CARACAS, Sept 19 (Reuters) - Venezuelan state oil company PDVSA’s bonds fell on Monday, in what could signal initial market disappointment over the borrower’s $7.1 billion debt swap offer.
Under the exchange proposal unveiled on Friday evening, the new 2020 bond carries a 8.5 percent coupon and would replace bonds maturing in November 2017 and April 2017 .
An incentive for investors is that the new bond’s coupon is higher than the April 2107 bond’s 5.25 percent coupon though equal to that of the November 2017 paper.
Another is that PDVSA would use shares of its U.S. refiner CITGO unit as a collateral guarantee.
Nomura analyst Siobhan Morden said the uncertainty of how the collateral would be valued partly account for the initial disappointment in the bond market over the swap proposal.
On Monday, the November 2017 debt bond fell 2.45 points, or 2.9 percent, to a bid price of 78.35, while the April 2017 bond was off 2.1 points or 2.7 percent, to 71.5.

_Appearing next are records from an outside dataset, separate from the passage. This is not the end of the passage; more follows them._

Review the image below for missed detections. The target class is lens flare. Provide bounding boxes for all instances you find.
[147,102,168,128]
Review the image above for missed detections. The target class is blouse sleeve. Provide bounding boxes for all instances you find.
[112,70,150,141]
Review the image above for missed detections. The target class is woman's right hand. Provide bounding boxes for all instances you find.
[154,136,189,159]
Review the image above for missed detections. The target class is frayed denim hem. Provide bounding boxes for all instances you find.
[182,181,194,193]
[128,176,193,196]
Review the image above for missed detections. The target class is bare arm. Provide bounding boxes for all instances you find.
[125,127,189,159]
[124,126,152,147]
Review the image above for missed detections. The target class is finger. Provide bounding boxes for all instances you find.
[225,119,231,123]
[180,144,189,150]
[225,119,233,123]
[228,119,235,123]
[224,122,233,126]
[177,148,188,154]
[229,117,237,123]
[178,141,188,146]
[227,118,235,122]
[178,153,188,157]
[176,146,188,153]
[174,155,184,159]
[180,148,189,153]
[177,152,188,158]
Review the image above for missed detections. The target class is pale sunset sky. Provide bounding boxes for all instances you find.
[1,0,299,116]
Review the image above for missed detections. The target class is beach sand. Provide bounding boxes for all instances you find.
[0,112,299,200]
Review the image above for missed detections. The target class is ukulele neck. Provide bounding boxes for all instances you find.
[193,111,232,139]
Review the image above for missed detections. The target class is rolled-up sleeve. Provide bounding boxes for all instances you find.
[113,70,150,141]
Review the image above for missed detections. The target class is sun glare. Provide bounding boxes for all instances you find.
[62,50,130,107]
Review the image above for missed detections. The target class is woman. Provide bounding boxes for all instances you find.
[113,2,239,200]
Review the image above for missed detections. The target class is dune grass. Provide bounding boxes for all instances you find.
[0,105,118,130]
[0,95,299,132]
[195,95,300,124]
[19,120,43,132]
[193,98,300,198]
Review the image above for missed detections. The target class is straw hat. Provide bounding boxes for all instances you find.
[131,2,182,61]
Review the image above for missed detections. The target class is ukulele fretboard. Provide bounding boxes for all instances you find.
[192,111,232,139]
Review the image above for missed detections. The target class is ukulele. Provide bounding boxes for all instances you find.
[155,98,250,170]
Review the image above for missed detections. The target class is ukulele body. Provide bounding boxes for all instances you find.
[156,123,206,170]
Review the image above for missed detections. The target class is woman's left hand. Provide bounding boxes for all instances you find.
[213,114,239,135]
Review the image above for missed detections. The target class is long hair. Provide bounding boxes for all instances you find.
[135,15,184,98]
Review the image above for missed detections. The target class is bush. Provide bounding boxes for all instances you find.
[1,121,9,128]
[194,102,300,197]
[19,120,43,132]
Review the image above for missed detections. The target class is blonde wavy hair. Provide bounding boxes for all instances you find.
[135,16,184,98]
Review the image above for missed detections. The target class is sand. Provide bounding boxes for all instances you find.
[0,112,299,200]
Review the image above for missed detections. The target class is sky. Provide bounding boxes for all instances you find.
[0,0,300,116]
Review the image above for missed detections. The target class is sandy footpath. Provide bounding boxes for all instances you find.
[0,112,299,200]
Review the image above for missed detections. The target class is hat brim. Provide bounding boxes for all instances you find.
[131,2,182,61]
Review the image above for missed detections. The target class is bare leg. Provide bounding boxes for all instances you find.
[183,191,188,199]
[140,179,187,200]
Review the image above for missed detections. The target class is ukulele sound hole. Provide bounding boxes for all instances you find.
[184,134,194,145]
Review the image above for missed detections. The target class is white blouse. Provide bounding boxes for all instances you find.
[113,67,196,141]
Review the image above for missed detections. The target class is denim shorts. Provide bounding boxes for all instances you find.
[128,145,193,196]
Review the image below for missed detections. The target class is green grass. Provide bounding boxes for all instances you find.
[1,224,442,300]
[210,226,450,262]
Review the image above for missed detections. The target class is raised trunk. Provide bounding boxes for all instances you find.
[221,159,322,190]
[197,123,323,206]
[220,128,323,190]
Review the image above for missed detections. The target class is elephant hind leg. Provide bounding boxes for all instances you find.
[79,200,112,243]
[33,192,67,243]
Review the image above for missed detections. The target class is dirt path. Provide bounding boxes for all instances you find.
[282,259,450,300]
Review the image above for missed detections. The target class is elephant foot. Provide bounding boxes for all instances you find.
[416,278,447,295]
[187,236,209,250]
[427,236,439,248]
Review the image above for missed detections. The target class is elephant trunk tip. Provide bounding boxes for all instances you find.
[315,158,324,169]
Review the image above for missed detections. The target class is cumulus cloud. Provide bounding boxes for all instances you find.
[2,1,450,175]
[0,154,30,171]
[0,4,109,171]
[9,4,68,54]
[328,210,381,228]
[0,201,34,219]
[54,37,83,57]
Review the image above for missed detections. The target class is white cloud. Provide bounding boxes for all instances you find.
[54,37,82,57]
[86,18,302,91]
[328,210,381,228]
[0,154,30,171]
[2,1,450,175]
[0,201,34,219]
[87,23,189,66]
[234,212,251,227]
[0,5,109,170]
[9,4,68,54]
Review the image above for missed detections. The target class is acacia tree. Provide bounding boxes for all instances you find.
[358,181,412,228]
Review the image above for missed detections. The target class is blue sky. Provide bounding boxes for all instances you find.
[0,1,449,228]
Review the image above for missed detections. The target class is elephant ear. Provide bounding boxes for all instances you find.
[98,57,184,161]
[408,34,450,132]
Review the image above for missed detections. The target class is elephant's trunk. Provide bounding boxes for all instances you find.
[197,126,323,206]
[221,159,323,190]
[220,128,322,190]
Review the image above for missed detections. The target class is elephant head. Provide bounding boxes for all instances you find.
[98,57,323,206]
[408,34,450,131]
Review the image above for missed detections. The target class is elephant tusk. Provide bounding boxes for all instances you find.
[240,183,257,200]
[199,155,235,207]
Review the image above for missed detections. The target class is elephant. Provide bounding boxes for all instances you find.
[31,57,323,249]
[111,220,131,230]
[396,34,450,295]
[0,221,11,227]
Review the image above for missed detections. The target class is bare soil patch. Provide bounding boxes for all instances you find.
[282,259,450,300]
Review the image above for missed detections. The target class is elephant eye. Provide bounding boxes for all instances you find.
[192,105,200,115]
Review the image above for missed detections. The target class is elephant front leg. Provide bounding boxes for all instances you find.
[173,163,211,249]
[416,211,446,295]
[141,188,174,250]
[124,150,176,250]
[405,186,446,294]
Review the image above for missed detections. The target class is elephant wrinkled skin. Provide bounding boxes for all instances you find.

Other PDVSA bonds were all down, with the benchmark 2022 bond off 1.615 points or 2.5 percent, to a price of 57.19, according to Thomson Reuters data.
PDVSA president Eulogio Del Pino said at the weekend the offer had “very attractive” returns, but the company would honor all 2017 bonds if the swap was not taken up.
After long fretting about possible default, investors in recent months have grown more optimistic the OPEC member country will meet debt payments despite an economic crisis that has spawned triple-digit inflation and chronic product shortages.